Fromm thus represents a unique blend of secular and religious writing, influenced at once by Judaism, the Enlightenment, Marxism, Freud and other forms of humanist and radical thought. He represents a form of thought that is both radically secular and yet attempts to preserve elements of Jewish culture that he deems valuable. At times, Fromm himself adopted a prophetic style and always fought for justice and a more humane social organization.

Bibliography

Burston, Daniel (1991) _The Legacy of Erich Fromm_. Cambridge, Mass.: Harvard University Press, 1991).

Fromm, Erich (1941) _Escape From Freedom_. New York: Holt, Rinehart and Winston.

_____ (1947) _Man For Himself_. New York: Holt, Rinehart and Winston.

_____ (1955) _The Sane Society_. New York: Holt, Rinehart and Winston.

_____ (1956) _The Art of Loving_. New York: Bantam Books.
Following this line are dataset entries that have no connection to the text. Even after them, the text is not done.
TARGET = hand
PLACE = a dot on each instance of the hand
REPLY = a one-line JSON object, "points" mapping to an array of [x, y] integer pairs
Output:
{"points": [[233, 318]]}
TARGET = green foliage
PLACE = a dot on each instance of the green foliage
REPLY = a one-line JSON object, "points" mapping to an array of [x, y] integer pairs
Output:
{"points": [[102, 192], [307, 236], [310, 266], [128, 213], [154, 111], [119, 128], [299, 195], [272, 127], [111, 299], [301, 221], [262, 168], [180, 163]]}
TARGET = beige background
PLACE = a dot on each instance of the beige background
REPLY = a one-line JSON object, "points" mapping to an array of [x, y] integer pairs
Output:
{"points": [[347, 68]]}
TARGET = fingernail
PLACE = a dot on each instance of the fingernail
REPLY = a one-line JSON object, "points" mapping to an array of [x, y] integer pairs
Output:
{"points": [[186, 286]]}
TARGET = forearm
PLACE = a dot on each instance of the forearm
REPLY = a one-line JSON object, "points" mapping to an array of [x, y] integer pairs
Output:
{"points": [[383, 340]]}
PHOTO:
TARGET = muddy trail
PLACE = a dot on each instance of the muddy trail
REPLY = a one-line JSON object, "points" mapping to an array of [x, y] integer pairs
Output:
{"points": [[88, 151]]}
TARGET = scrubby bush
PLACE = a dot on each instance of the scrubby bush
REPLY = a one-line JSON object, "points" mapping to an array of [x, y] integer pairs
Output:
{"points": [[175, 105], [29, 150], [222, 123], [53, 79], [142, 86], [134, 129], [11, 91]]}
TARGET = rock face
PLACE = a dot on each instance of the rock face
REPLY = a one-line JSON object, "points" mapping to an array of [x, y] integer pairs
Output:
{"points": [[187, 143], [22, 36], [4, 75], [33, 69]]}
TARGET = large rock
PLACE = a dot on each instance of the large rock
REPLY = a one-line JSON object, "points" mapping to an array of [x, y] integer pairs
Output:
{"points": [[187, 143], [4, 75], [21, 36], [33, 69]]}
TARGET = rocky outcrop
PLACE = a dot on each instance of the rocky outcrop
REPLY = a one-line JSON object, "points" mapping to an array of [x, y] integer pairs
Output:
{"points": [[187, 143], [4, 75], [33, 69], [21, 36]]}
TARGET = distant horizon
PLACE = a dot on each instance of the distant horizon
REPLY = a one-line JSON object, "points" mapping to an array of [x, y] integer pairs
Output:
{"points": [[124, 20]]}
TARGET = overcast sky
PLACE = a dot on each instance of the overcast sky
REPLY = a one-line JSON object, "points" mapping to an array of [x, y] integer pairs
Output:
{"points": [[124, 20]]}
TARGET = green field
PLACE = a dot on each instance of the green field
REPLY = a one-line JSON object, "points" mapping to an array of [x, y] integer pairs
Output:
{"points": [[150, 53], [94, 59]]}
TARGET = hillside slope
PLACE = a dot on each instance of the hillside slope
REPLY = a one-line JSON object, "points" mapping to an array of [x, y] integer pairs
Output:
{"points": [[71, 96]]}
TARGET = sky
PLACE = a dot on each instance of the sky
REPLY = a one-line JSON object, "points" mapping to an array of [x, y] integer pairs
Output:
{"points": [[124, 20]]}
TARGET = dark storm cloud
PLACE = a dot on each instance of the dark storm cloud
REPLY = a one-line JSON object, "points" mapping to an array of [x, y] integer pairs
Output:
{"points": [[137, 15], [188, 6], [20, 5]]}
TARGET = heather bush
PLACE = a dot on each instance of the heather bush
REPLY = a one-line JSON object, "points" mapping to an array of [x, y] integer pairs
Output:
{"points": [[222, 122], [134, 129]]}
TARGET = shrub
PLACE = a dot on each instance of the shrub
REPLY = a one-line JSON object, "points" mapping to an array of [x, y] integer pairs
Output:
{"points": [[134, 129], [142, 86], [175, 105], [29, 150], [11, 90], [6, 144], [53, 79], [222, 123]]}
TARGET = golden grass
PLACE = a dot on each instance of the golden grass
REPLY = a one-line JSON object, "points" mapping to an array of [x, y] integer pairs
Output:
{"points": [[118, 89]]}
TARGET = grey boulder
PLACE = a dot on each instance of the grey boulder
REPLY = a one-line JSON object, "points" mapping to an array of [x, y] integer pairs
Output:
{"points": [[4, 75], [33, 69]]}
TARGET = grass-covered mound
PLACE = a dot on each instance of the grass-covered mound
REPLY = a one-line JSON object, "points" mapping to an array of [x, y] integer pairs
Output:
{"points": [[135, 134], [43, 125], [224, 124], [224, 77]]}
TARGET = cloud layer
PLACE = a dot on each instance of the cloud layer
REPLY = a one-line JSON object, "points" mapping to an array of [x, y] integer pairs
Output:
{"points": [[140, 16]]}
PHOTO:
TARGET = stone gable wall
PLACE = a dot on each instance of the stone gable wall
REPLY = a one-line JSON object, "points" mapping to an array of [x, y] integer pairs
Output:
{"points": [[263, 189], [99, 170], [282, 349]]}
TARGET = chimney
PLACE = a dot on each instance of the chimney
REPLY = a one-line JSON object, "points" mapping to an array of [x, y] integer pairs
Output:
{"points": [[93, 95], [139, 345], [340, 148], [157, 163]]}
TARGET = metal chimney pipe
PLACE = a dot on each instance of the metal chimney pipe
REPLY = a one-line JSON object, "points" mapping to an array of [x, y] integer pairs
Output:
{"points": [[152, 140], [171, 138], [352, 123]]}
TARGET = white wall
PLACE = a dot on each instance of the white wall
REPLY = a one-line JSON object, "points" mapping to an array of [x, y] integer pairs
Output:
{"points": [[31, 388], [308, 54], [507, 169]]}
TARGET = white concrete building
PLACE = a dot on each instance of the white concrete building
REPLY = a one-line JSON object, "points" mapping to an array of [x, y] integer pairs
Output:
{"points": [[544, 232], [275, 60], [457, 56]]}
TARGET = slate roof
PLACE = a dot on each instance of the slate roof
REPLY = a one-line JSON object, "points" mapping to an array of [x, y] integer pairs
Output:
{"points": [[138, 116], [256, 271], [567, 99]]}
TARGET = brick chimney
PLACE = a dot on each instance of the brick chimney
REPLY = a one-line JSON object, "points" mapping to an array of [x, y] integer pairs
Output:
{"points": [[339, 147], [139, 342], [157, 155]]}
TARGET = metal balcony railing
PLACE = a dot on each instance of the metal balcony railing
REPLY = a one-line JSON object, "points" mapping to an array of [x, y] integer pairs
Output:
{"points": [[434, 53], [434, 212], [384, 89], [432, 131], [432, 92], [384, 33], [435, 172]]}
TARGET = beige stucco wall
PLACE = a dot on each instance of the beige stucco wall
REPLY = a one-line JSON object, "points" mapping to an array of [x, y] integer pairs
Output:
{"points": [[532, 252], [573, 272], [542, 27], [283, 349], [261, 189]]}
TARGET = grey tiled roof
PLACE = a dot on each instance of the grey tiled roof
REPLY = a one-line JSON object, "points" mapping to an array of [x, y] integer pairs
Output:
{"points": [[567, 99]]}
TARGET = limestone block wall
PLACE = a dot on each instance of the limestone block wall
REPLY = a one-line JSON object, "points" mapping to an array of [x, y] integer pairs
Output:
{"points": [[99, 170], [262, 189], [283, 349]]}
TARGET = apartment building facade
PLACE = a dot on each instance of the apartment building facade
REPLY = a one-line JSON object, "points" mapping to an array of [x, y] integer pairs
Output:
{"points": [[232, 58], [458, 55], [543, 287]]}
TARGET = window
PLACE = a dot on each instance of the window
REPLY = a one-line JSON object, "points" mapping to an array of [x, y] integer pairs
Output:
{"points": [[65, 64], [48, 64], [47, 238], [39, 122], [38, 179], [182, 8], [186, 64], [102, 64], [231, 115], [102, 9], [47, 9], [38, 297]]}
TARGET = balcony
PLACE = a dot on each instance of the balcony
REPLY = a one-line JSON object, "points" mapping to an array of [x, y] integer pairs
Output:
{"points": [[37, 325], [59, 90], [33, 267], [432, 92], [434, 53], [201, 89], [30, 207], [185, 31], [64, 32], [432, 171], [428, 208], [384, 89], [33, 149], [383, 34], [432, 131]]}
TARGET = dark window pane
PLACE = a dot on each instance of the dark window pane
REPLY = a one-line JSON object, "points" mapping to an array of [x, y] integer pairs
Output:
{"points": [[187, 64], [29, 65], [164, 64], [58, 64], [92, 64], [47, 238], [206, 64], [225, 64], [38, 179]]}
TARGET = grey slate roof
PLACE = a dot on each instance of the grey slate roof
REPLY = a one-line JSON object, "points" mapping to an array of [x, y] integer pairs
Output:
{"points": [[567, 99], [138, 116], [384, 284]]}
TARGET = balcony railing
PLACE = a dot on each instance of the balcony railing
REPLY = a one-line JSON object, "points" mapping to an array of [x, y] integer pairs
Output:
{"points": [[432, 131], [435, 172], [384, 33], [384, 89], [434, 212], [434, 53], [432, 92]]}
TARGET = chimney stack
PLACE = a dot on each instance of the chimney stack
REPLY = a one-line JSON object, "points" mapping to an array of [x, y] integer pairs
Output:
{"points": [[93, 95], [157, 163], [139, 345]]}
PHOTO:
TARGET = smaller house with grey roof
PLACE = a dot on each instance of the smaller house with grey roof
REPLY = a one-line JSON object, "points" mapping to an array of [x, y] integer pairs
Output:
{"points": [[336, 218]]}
_____ (1963) _The Dogma of Christ_ . New York: Holt, Rinehart and Winston.

______ (1966) _Ye Shall Be as Gods_. Greenwich, Conn.: Fawcett Premier Books.

____- (1970 _The Crisis of Psychoanalysis_. Greenwich, Conn.: Fawcett Premier Books.

Funk, Rainer (1982) _Erich Fromm: The Courage to Be Human_. New York: Continuum.

Kellner, Douglas (1989) _Critical Theory, Marxism, and Modernity_. Cambridge and Baltimore: Polity and Johns Hopkins University Press.

Wiggershaus, Rolf (1993) _The Frankfurt School. Its History, Theories and Political Significance_ (London and Cambridge, Mass.: Polity and modernismT Press.